For nine years now, Toby Davidson has been organising an annual celebration of Francis Webb’s poetry. Toby edited Webb’s Collected Poems (1911) – my blog post here. Though I’ve been enamoured of Webb’s poetry for 50 years now, this is the first time I’ve managed to attend the event (or the second, if the reading at the 1911 Sydney Writers’ Festival counts – my blog post here).

We met in a large room – the ‘Creator Room’ – at Chatswood Library, in the region where Webb spent his childhood. The library has inherited Webb’s collection of paintings – all or most of them bought with funds Webb received as a government grant, funds spent of art rather than, say, food – and his library of books. The paintings and some of his books were on display, along with other fascinating realia, including a photocopy of the handwritten draft of his final poem.

Toby Davidson was an unabashedly enthusiastic MC for an audience that was an interesting mixture of ancient fans (like me), current students (including some from Davidson’s classes) and satisfyingly motley others. The readers:

  • Robert Adamson, poet (blogged about by me here and here among other places): told us of his awe-struck meeting with Webb in Callan Park Psychiatric Hospital, and read three poems – ‘End of the Picnic’ (an imagining of the arrival of Cook’s ship in 1770 as a spiritual disaster), ‘Morgan’s Country’ and ‘Wild Honey’ (probably my favourite Webb poem, read in a way that had tears on my cheeks). A hard act to follow, but followed it was.
  • Michael Griffith (author of God’s Fool, his 1991 biography of Webb): quoted Shakespeare’s Sonnet 65 ‘How with this rage shall beauty hold a plea / Whose action is no stronger than a flower?’ as emblematic of key themes in Webb (and his own life), and read us two poems with props – the first part of ‘In Memoriam Antony Sandys, 1806–1883’ with the painting that the poem describes on an easel beside him; and ‘On first Hearing a Cuckoo’ preceded by part of Delius’ ‘On Hearing the First Cuckoo in Spring’.
  • Judith Crispin, poet and photographer, whose work, according to her web site, ‘includes themes of displacement and identity loss, a reflection of [her] own lost Aboriginal ancestry’: read the dingo’s second speech from ‘The Ghost of the Cock’, and commentred on the extraordinary way it embodied what webb could not have known, the polarity of moon and dingo in an Arnhem Land foundation story; and two other poems, ‘Episode’ and ‘Toward the Land of the Composer’.
  • Gareth Jenkins, poet, spoke among other things of the sonic, rhythmic quality of Webb’s work, his mastery of long lines, and read, beautifully, ‘The Yellowhammer’.
  • Richard Miller, self-described as a long-time Webb fan and former musician in, I think, the Sydney Symphony Orchestra, in a complete change of mood, delivered a brilliantly theatrical, over the top rendition of ‘Introduction in a Waxworks’ from ‘Leichhardt Pantomime’.
  • Two school students whose names I didn’t catch, one from each of the nearby schools that Webb attended: one read the eminently accessible ‘Australian Night’, which Toby Davidson told us Webb wrote between ages of 7 and 10; the other read ‘Compliments of the Audience’, a sardonic take on a poetry reading, thereby concluding the reading part os the afternoon.

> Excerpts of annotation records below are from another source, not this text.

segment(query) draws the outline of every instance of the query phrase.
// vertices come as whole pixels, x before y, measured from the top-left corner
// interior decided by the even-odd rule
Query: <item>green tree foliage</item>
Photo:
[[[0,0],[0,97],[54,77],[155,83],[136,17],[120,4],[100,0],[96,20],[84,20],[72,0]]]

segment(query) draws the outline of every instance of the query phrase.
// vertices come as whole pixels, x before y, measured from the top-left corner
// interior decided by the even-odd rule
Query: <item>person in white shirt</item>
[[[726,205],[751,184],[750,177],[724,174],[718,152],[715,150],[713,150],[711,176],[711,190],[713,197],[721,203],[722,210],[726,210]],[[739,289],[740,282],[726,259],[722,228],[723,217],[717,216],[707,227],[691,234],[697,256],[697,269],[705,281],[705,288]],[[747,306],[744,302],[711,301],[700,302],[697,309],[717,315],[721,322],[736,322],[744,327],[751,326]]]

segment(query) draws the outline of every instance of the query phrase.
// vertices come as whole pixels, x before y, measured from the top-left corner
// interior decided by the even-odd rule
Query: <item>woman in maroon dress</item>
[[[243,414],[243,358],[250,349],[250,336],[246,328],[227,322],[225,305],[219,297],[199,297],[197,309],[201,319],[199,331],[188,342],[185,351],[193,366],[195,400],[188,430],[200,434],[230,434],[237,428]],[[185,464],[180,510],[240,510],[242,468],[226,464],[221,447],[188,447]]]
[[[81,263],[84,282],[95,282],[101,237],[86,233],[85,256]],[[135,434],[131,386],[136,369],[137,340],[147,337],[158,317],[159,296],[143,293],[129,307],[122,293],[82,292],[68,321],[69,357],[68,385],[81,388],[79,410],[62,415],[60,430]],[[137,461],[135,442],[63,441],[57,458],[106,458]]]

Before we broke for an afternoon snack, we were treated to Oliver Miller’s short film Electric, based on Webb’s radio play of the same name about the first use of ECG on a human subject.

I had a great time. Some of the poems I could just about mouth the words as they were read. Others came from the bits of the work that I have pretty much skimmed. Every reader showed some new aspect of the poetry – and of themselves. Michael Griffiths told us that he had been discouraged from writing his PhD thesis on Webb because, the then Professor of Australian Literature at Sydney University said, ‘He’s mad’. And he’s been dismissed by more than one cultural arbiter. But it was a joy to be in a room full of people who are touched, challenged and invigorated by his poetry.

Toby Davidson’s Beast Language

Toby Davidson, Beast Language (Five Islands Press 2012)

Beast LanguageIn a recent post on the Southerly blog, Judith Beveridge quotes the Irish poet Michael Longley: ‘The poet makes the most complex and concentrated response that can be made with words to the total experience of living.’ That struck me as a reasonable description of what the poems in this book aspire to. She also writes, turning the spotlight away from the book and onto the reader:

What every poet wants I suppose are readers who are not necessarily other poets, who are not critics, who are not scholars, who are not dabblers, but people who are able to immerse themselves in reading so earnestly, so longingly that their experience of books is one of the best parts of their experience of life.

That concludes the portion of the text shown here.